Proposed by Press et al. (2021), `ALiBi` adds a simple linear bias to attention scores based on distance. It encodes recency preference without explicit embeddings, making it scalable to arbitrary lengths.


**Mathematical Representation**

$$bias_{i,j}^{(h)} = -s_h \cdot (j-i)$$


**Key Properties**

- Extremely lightweight, parameter-efficient.

- Encourages attention to nearby tokens.

- Generalizes seamlessly to long sequences.


**Use Cases**

- GPT-like causal LMs with long context windows.

In [5]:
import torch
import math

def get_alibi_slopes(n_heads):
    def get_slopes(n):
        start = 2.0 ** (-2.0 ** -(math.log2(n) - 3))
        return [start * (start ** i) for i in range(n)]
    return torch.tensor(get_slopes(n_heads), dtype=torch.float32)

def alibi_bias(qlen, klen, slopes, device=None):
    device = device or torch.device("cpu")
    q_pos = torch.arange(qlen, device=device)[:, None]
    k_pos = torch.arange(klen, device=device)[None, :]
    rel_dist = (k_pos - q_pos).clamp(min=0)
    return -slopes[:, None, None] * rel_dist[None, :, :]

## **6. Convolutional / Local Positional Encodings**

Inspired by CNNs, local positional encodings apply convolutional filters over embeddings to introduce local context. This biases the model toward nearby dependencies, useful in `language`, `speech`, and `vision`.


**Mathematical Representation**

$Y = \mathrm{Conv1D}(X)$ over sequence dimension.


**Key Properties**

- Strong local inductive bias.

- Lightweight and efficient.

- Complements global self-attention.


**Use Cases**

- Speech recognition (Conformer), hybrid models (ConvBERT).
- Vision Transformers (ViT)

In [6]:
import torch.nn as nn

class ConvPositionalEncoding(nn.Module):
    def __init__(self, d_model, kernel_size=3, groups=None):
        super().__init__()
        groups = groups or d_model
        self.conv = nn.Conv1d(d_model, d_model, kernel_size,
                              padding=(kernel_size-1)//2, groups=groups)
        self.act = nn.GELU()

    def forward(self, x):
        y = self.conv(x.transpose(1, 2))
        return x + self.act(y.transpose(1, 2))

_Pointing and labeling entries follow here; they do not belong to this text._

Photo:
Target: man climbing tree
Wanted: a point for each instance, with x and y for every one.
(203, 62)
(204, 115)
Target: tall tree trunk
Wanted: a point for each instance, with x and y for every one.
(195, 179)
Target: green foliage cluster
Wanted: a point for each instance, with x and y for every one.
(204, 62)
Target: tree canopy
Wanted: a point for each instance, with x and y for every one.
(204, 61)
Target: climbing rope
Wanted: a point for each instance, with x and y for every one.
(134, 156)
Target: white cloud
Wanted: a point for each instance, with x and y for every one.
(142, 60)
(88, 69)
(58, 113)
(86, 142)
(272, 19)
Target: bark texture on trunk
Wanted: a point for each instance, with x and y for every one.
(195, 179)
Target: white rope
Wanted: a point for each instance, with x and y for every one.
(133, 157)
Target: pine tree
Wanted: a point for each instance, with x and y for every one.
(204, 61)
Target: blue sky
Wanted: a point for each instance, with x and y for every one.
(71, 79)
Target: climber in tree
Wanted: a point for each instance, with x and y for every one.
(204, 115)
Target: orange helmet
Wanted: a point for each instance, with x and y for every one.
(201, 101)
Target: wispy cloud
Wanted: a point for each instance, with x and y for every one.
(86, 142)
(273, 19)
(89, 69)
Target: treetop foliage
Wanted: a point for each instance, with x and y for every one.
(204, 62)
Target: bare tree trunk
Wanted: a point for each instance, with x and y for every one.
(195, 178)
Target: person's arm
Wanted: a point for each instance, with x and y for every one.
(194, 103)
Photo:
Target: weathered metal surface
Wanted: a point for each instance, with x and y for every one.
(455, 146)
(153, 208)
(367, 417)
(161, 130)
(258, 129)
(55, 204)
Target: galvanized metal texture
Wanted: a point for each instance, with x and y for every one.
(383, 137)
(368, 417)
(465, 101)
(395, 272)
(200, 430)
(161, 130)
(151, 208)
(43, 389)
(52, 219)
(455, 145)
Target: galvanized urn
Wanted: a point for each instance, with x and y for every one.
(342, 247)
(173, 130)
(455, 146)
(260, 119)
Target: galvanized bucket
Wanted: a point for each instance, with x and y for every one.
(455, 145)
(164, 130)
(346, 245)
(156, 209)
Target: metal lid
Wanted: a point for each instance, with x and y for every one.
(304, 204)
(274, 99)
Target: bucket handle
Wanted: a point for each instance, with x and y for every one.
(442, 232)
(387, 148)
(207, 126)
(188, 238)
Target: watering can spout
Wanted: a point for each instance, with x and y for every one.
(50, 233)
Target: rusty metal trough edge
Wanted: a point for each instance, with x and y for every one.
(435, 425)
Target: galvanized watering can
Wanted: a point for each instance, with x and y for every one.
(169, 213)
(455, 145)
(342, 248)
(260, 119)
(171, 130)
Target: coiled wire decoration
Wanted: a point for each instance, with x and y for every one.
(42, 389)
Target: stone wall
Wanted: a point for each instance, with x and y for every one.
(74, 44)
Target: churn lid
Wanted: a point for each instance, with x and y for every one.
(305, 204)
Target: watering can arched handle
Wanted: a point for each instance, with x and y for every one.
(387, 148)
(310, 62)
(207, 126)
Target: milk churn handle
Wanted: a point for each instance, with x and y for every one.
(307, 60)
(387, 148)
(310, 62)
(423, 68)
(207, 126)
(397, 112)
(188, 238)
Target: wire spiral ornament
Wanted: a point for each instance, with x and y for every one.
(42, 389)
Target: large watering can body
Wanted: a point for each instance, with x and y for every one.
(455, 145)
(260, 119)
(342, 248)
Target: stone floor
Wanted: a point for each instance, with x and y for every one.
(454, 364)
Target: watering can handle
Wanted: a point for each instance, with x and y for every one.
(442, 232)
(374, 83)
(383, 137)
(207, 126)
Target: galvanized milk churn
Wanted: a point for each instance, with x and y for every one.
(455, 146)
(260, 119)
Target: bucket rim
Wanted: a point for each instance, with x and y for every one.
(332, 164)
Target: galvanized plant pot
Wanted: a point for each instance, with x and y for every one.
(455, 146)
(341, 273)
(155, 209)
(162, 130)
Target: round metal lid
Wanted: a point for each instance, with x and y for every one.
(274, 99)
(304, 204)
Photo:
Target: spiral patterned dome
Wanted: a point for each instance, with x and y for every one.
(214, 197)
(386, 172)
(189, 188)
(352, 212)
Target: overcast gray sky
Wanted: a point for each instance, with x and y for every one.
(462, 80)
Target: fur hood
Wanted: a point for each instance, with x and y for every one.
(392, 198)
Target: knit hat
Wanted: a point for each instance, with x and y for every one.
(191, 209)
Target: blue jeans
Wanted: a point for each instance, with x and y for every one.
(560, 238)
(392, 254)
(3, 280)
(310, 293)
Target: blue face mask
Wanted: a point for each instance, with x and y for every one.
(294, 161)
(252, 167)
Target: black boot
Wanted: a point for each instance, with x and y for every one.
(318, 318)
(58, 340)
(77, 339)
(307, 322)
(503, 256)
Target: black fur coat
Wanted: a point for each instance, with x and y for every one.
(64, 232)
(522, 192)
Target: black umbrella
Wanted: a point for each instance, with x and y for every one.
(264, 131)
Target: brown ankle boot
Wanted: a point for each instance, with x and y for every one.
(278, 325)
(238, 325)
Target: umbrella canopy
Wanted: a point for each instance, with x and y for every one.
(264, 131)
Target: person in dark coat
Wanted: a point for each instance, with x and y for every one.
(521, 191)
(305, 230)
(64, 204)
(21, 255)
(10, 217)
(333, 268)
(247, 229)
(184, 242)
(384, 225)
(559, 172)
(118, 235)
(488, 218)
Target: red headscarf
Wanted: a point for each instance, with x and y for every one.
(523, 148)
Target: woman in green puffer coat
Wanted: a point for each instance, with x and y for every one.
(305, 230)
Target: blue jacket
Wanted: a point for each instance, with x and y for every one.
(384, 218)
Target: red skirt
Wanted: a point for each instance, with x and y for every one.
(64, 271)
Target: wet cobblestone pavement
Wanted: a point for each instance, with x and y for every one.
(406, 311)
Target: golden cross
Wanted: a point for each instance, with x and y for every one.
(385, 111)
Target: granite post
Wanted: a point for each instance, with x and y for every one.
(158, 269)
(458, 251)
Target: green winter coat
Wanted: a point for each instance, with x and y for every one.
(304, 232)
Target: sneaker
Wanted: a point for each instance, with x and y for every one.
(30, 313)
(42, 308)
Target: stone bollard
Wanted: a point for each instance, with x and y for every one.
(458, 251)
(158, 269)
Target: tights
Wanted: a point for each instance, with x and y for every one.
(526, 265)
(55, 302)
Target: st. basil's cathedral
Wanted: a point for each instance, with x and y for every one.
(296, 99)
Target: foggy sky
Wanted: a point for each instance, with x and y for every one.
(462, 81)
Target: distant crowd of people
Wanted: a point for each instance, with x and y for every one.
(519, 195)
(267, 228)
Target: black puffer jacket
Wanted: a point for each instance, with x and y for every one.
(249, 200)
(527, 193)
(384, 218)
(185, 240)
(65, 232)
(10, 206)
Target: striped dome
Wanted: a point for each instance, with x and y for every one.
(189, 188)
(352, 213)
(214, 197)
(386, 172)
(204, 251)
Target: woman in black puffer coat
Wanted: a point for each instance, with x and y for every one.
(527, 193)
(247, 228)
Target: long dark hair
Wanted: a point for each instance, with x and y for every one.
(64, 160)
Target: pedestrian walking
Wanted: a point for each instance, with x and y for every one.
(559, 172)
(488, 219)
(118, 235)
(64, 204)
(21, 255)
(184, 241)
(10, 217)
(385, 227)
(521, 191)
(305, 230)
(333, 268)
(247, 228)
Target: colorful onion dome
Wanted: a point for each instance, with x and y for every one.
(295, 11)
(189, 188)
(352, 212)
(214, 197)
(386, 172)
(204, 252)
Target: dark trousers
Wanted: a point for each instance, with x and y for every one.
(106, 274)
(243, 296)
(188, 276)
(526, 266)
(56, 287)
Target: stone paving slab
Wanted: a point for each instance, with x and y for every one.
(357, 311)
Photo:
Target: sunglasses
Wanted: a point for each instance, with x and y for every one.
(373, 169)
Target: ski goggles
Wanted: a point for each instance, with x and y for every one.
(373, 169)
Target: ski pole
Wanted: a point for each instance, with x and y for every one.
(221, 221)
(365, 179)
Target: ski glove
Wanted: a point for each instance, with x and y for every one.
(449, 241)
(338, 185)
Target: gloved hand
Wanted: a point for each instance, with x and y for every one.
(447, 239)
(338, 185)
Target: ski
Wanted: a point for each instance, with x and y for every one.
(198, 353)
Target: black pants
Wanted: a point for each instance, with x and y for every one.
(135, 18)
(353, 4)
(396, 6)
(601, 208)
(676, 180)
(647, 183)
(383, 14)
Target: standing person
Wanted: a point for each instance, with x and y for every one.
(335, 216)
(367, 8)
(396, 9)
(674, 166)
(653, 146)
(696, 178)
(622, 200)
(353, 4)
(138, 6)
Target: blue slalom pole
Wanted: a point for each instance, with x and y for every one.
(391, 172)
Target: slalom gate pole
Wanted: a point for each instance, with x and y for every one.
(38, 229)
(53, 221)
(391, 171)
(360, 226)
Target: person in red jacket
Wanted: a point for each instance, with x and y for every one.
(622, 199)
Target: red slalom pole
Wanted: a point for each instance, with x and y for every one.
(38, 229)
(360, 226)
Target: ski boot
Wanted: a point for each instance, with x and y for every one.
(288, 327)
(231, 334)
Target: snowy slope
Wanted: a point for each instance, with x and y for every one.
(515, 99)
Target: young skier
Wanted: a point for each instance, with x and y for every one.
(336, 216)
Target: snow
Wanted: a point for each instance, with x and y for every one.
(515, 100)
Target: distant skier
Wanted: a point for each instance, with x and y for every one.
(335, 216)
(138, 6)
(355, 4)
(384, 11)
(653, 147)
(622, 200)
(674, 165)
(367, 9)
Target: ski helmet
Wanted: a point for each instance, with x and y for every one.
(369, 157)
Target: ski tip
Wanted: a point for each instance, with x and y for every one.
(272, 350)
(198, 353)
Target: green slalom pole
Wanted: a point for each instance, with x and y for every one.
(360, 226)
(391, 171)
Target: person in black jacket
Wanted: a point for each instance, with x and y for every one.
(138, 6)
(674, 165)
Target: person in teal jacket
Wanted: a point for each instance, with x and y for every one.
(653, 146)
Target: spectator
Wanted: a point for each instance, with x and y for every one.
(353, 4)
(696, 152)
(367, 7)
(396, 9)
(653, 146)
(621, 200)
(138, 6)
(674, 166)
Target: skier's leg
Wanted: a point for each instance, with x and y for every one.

## **Summary (Trade-offs)**

- `Sinusoidal` → No parameters, extrapolates well.

- `Learned absolute` → Flexible but no extrapolation.

- `Relative` → Models distances, better long-sequence handling.

- `RoPE` → Encodes relative phase, efficient, widely used in LLMs.

- `ALiBi` → Simple linear bias, scalable to very long contexts.

- `Convolutional` → Local bias, strong for speech/vision.